Walker v New York City Tr. Auth.
2014 NY Slip Op 02036 [115 AD3d 941]
March 26, 2014
Appellate Division, Second Department
Published by New York State Law Reporting Bureau pursuant to Judiciary Law § 431.
As corrected through Wednesday, April 30, 2014


Rose Walker, Respondent,
v
New York City Transit Authority, Appellant.

[*1] Sullivan & Brill, LLP, New York, N.Y. (Adam A. Khalil and Joseph F. Sullivan of counsel), for appellant.

Fitzgerald & Fitzgerald, P.C., Yonkers, N.Y. (John E. Fitzgerald, John M. Daly, Eugene S. R. Pagano, John J. Leen, and Mark S. Pruzan of counsel), for respondent.

In an action to recover damages for personal injuries, the defendant appeals (1), as limited by its brief, from so much of an order of the Supreme Court, Kings County (Rothenberg, J.), dated April 3, 2012, as denied those branches of its motion pursuant to CPLR 4404 (a) which were to set aside a jury verdict in favor of the plaintiff and against it on the issue of liability as against the weight of the evidence and for a new trial, or, in the alternative, to set aside the jury verdict awarding damages for past lost earnings and past pain and suffering as against the weight of the evidence and excessive, and (2) from a judgment of the same court dated June 21, 2012, which, upon the jury verdict and upon the order, is in favor of the plaintiff and against it in the principal sum of $371,644.

Ordered that the appeal from the order is dismissed; and it is further,

Ordered that the judgment is affirmed; and it is further,

Ordered that one bill of costs is awarded to the plaintiff.

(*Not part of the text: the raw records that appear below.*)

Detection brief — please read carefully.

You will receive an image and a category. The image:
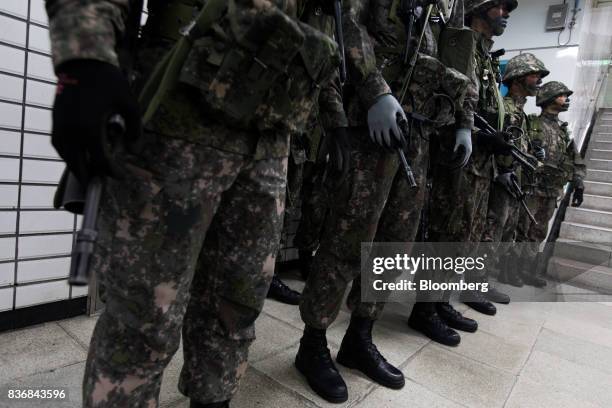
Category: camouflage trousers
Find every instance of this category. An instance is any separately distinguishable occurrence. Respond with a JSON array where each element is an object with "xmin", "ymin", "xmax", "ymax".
[
  {"xmin": 428, "ymin": 164, "xmax": 491, "ymax": 290},
  {"xmin": 83, "ymin": 124, "xmax": 287, "ymax": 408},
  {"xmin": 516, "ymin": 195, "xmax": 557, "ymax": 262},
  {"xmin": 482, "ymin": 182, "xmax": 521, "ymax": 268},
  {"xmin": 293, "ymin": 162, "xmax": 329, "ymax": 251},
  {"xmin": 300, "ymin": 128, "xmax": 428, "ymax": 329}
]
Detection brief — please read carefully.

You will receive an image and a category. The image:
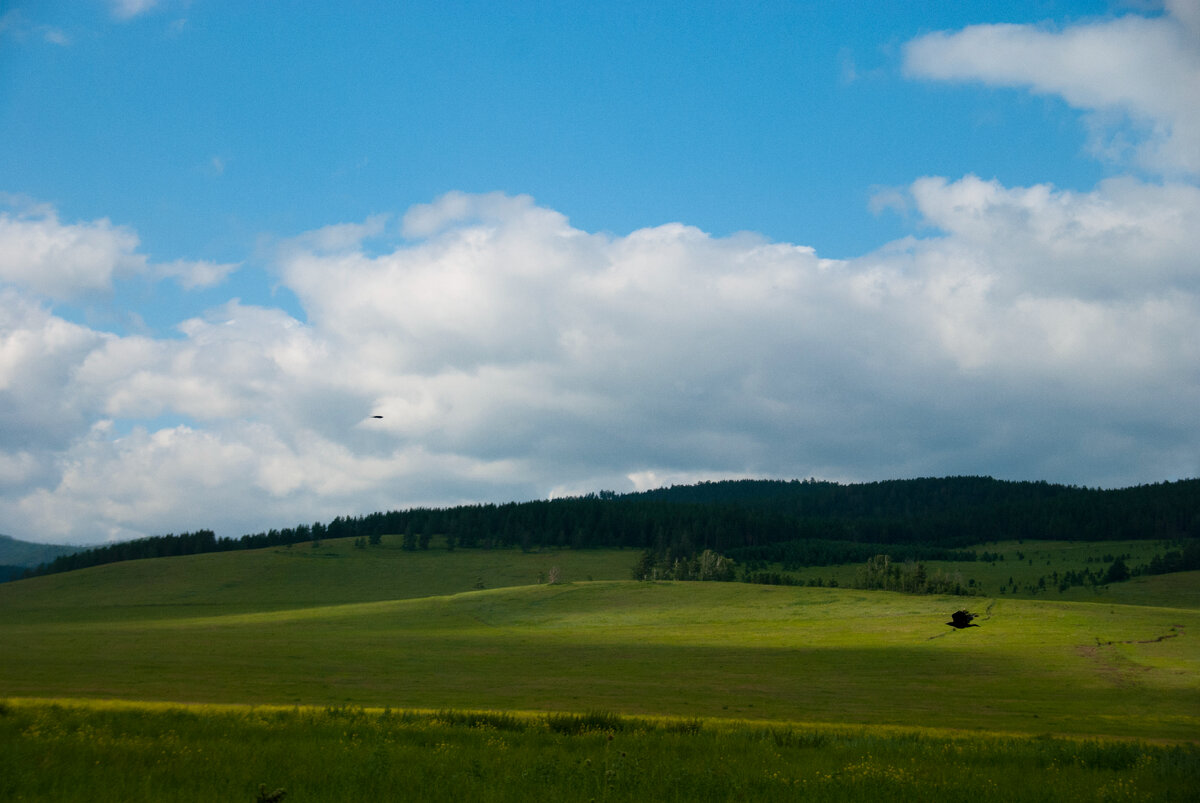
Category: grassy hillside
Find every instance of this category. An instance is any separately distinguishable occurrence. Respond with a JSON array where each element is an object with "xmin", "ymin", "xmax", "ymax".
[
  {"xmin": 0, "ymin": 544, "xmax": 1200, "ymax": 739},
  {"xmin": 0, "ymin": 534, "xmax": 83, "ymax": 568},
  {"xmin": 0, "ymin": 535, "xmax": 637, "ymax": 623}
]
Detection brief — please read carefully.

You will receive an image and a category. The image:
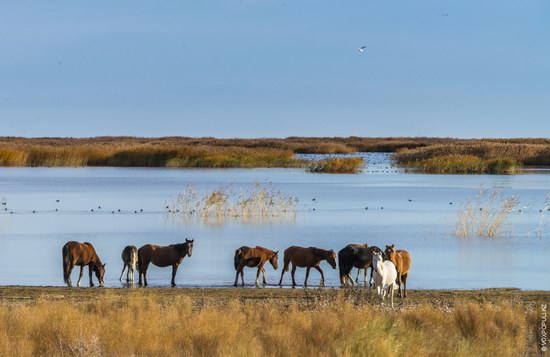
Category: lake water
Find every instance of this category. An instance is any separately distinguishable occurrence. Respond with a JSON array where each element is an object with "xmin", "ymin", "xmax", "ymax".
[{"xmin": 0, "ymin": 154, "xmax": 550, "ymax": 290}]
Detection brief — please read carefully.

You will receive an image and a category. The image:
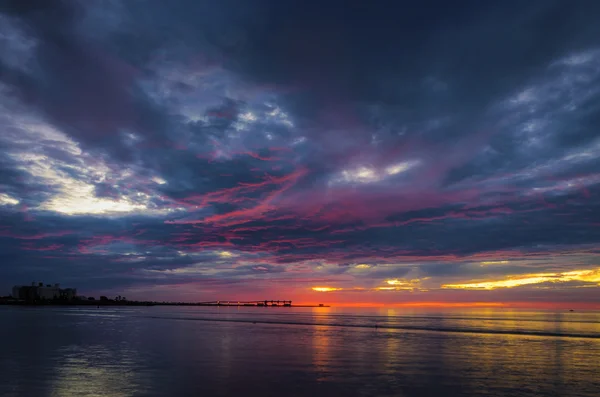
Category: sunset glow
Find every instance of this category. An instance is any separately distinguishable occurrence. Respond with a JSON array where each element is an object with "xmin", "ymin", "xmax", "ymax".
[{"xmin": 0, "ymin": 0, "xmax": 600, "ymax": 307}]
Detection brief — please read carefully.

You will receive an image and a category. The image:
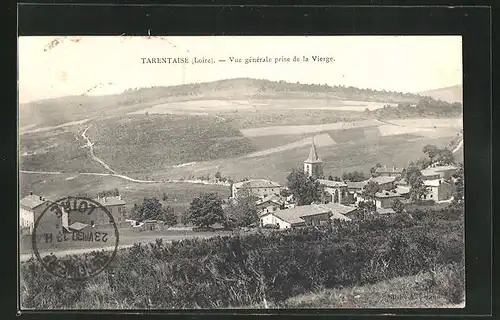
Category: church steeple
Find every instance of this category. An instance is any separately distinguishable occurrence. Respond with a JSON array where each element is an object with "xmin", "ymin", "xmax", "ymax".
[{"xmin": 304, "ymin": 137, "xmax": 323, "ymax": 178}]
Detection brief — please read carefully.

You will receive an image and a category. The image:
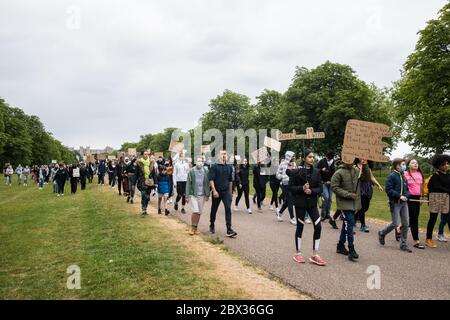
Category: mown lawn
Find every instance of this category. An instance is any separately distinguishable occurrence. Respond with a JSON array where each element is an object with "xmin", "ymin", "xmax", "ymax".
[{"xmin": 0, "ymin": 184, "xmax": 241, "ymax": 299}]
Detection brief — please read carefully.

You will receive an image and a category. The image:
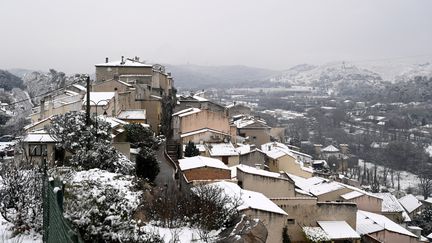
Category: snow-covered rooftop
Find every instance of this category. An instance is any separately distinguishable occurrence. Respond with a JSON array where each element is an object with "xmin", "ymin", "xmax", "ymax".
[
  {"xmin": 193, "ymin": 95, "xmax": 208, "ymax": 102},
  {"xmin": 374, "ymin": 192, "xmax": 405, "ymax": 213},
  {"xmin": 234, "ymin": 116, "xmax": 268, "ymax": 128},
  {"xmin": 23, "ymin": 130, "xmax": 56, "ymax": 143},
  {"xmin": 341, "ymin": 191, "xmax": 365, "ymax": 200},
  {"xmin": 236, "ymin": 143, "xmax": 252, "ymax": 155},
  {"xmin": 72, "ymin": 84, "xmax": 87, "ymax": 91},
  {"xmin": 98, "ymin": 115, "xmax": 128, "ymax": 128},
  {"xmin": 309, "ymin": 181, "xmax": 345, "ymax": 196},
  {"xmin": 24, "ymin": 116, "xmax": 53, "ymax": 131},
  {"xmin": 209, "ymin": 181, "xmax": 288, "ymax": 215},
  {"xmin": 287, "ymin": 173, "xmax": 345, "ymax": 196},
  {"xmin": 180, "ymin": 128, "xmax": 229, "ymax": 138},
  {"xmin": 95, "ymin": 58, "xmax": 153, "ymax": 67},
  {"xmin": 179, "ymin": 156, "xmax": 229, "ymax": 171},
  {"xmin": 261, "ymin": 142, "xmax": 295, "ymax": 159},
  {"xmin": 83, "ymin": 92, "xmax": 115, "ymax": 106},
  {"xmin": 302, "ymin": 226, "xmax": 331, "ymax": 242},
  {"xmin": 230, "ymin": 164, "xmax": 288, "ymax": 180},
  {"xmin": 321, "ymin": 145, "xmax": 339, "ymax": 153},
  {"xmin": 356, "ymin": 210, "xmax": 417, "ymax": 237},
  {"xmin": 317, "ymin": 221, "xmax": 360, "ymax": 240},
  {"xmin": 173, "ymin": 108, "xmax": 201, "ymax": 117},
  {"xmin": 207, "ymin": 143, "xmax": 239, "ymax": 156},
  {"xmin": 399, "ymin": 194, "xmax": 423, "ymax": 213},
  {"xmin": 117, "ymin": 109, "xmax": 146, "ymax": 120}
]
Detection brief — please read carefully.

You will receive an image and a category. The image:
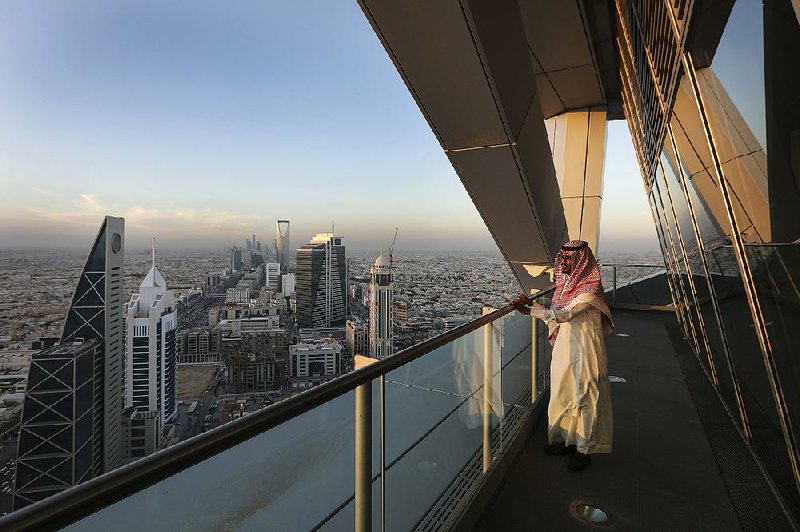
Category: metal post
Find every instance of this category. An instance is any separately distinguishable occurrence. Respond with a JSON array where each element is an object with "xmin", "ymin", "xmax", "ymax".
[
  {"xmin": 381, "ymin": 375, "xmax": 386, "ymax": 532},
  {"xmin": 483, "ymin": 323, "xmax": 493, "ymax": 473},
  {"xmin": 531, "ymin": 318, "xmax": 541, "ymax": 403},
  {"xmin": 611, "ymin": 265, "xmax": 617, "ymax": 303},
  {"xmin": 354, "ymin": 382, "xmax": 372, "ymax": 532}
]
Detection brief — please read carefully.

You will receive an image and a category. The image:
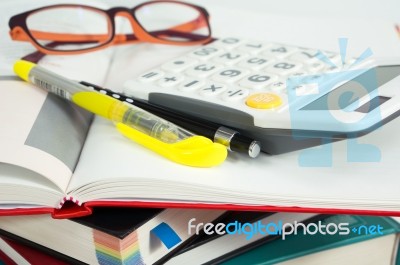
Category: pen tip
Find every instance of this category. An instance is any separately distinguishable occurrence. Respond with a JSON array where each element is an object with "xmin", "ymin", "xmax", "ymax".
[
  {"xmin": 14, "ymin": 60, "xmax": 35, "ymax": 81},
  {"xmin": 249, "ymin": 141, "xmax": 261, "ymax": 158}
]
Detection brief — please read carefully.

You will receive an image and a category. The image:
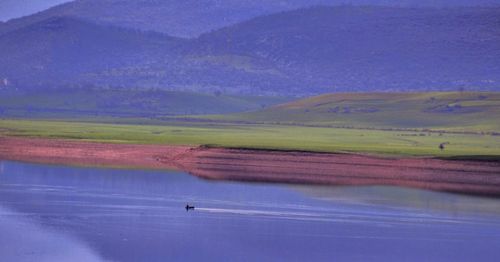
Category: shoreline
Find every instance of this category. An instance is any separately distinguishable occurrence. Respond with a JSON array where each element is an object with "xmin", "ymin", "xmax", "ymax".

The appeal from the order must be dismissed because the right of direct appeal therefrom terminated with the entry of the judgment in the action (see Matter of Aho, 39 NY2d 241, 248 [1976]). The issues raised on the appeal from the order are brought up for review and have been considered on the appeal from the judgment.

A jury verdict should not be set aside as contrary to the weight of the evidence unless the jury could not have reached the verdict by any fair interpretation of the evidence (see Lolik v Big V Supermarkets, 86 NY2d 744, 746 [1995]; Verizon N.Y., Inc. v Orange & Rockland Utils., Inc., 100 AD3d 983 [2012]; Piazza v Corporate Bldrs. Group, Inc., 73 AD3d 1006, 1006-1007 [2010]). Whether a jury verdict should be set aside as contrary to the weight of the evidence does not involve a question of law, but rather requires a discretionary balancing of many factors (see Cohen v Hallmark Cards, 45 NY2d 493, 499 [1978]; Nicastro v Park, 113 AD2d 129, 133 [1985]). "It is for the jury to make determinations as to the credibility of the witnesses, and great deference in this regard is accorded to the jury, which had the opportunity to see and hear the witnesses" (Exarhouleas v Green 317 Madison, LLC, 46 AD3d 854, [*2]855 [2007]; see Salony v Mastellone, 72 AD3d 1060, 1061 [2010]). Here, the Supreme Court properly denied that branch of the defendant's motion which was pursuant to CPLR 4404 (a) to set aside the jury verdict in favor of the plaintiff and against it on the issue of liability and for a new trial.

"The amount of damages to be awarded to a plaintiff for personal injuries is a question for the jury, and its determination will not be disturbed unless the award deviates materially from what would be reasonable compensation" (Graves v New York City Tr. Auth., 81 AD3d 589, 589 [2011]; see CPLR 5501 [c]; Chery v Souffrant, 71 AD3d 715, 716 [2010]; Keaney v City of New York, 63 AD3d 794, 795 [2009]; Vaval v NYRAC, Inc., 31 AD3d 438, 438 [2006]). Here, the plaintiff's physician testified that the plaintiff suffered a "crush injury" to her finger which required her to undergo two surgeries. Despite the surgeries, the plaintiff testified that she continued to experience pain, numbness, tremors, loss of strength, and loss of motion in her finger and hand. The plaintiff established her claim for past lost earnings with reasonable certainty through her own testimony as well as the testimony of a forensic economist (see Janda v Michael Rienzi Trust, 78 AD3d 899 [2010]). Moreover, considering the nature and the extent of the injuries sustained by the plaintiff, the jury's award for past pain and suffering did not deviate materially from what would be reasonable compensation (see CPLR 5501 [c]; Biejanov v Guttman, 34 AD3d 710 [2006]).

The defendant's remaining contention is without merit. Skelos, J.P., Lott, Roman and Cohen, JJ., concur.